GENEVA (Reuters) - All sides in Libya have committed war crimes and other human rights abuses in the past two years and those responsible should face investigation and prosecution by the International Criminal Court (ICC), a United Nations report said on Thursday.
An investigation by six U.N. human rights officers compiled evidence of executions of captives, assassinations of prominent women activists, widespread torture, sexual crimes, abductions, indiscriminate military attacks on civilian areas, and abuse of children since the start of 2014.
"One of the most striking elements of this report lies in the complete impunity which continues to prevail in Libya and the systemic failures of the justice system,” U.N. High Commissioner for Human Rights Zeid Ra'ad al-Hussein said in a statement.

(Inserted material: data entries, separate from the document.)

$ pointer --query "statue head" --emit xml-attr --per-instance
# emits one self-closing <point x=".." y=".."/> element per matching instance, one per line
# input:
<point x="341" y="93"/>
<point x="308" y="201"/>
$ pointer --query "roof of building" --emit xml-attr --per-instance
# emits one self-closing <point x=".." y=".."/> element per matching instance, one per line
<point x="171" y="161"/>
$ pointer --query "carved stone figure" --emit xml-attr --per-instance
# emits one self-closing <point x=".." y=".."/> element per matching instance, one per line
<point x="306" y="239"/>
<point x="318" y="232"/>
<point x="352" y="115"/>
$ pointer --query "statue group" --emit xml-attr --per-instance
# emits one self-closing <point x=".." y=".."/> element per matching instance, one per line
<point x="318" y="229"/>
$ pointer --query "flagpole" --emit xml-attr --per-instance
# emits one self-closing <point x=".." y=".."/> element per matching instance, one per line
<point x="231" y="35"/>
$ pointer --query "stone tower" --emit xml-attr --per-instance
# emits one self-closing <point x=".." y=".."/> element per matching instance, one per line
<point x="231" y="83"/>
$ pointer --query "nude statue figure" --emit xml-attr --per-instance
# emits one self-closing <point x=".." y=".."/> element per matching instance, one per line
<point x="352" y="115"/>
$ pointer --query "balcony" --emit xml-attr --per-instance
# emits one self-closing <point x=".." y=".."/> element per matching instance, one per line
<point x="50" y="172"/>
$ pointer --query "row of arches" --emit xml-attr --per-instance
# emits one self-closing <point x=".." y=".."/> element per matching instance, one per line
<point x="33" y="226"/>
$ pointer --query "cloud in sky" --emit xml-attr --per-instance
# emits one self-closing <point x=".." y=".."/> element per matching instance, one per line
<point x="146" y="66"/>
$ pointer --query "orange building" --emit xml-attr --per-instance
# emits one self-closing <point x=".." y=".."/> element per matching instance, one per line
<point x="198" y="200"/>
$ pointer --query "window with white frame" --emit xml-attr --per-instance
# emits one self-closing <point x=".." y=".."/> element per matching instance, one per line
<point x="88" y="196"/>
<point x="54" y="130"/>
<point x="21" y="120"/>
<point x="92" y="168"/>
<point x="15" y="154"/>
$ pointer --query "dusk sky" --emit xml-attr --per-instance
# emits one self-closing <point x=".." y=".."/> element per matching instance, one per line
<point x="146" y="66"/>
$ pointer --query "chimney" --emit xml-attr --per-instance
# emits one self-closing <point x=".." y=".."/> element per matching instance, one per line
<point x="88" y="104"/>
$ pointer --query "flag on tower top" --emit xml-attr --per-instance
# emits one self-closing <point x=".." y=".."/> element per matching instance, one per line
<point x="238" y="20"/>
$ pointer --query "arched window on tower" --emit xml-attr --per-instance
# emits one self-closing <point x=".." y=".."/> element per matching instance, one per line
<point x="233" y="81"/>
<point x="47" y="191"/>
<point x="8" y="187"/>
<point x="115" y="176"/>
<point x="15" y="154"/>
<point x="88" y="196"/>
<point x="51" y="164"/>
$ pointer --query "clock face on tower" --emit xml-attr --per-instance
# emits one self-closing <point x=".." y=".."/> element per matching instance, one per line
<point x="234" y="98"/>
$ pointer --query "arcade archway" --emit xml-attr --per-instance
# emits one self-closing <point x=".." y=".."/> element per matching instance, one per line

The U.N. had recorded names of those allegedly responsible and there was "a process for engagement with appropriate bodies” such as the ICC, which has jurisdiction but not brought any prosecutions, said Gurdip Sangha, Libya desk officer at the U.N. human rights office.
He declined to say how many such names there were, saying there were varying degrees of evidence and corroboration in different cases.
The 95-page report, based on interviews with 200 witnesses and victims and 900 individual complaints, catalogues atrocities in a country that dissolved into chaos after the overthrow of Muammar Gaddafi in 2011.
Since 2014 Libya has had two competing governments, both supported by loose alliances of former rebels and armed brigades. A unity government has been nominated under a U.N.-backed plan but has yet to win approval or move to Libya.
Islamic State militants took control of Gaddafi's home town of Sirte last year, and Libya's coast has served as a major hub for migrants and refugees on their way to Europe.
The investigators heard credible reports of women detained in migrant camps being raped by guards and gathered evidence of torture in at least 22 places of detention.
Boys aged 10 and 14 described being sexually abused after being forced into religious and military training with Islamic State.
"I knew what I had to do, I had to take my clothes off and turn around and bend over facing the wall,” one boy said, describing most evenings in the service of an Islamist foreign fighter.
The other said he was raped by several fighters in order to “break me so that I will never say no”.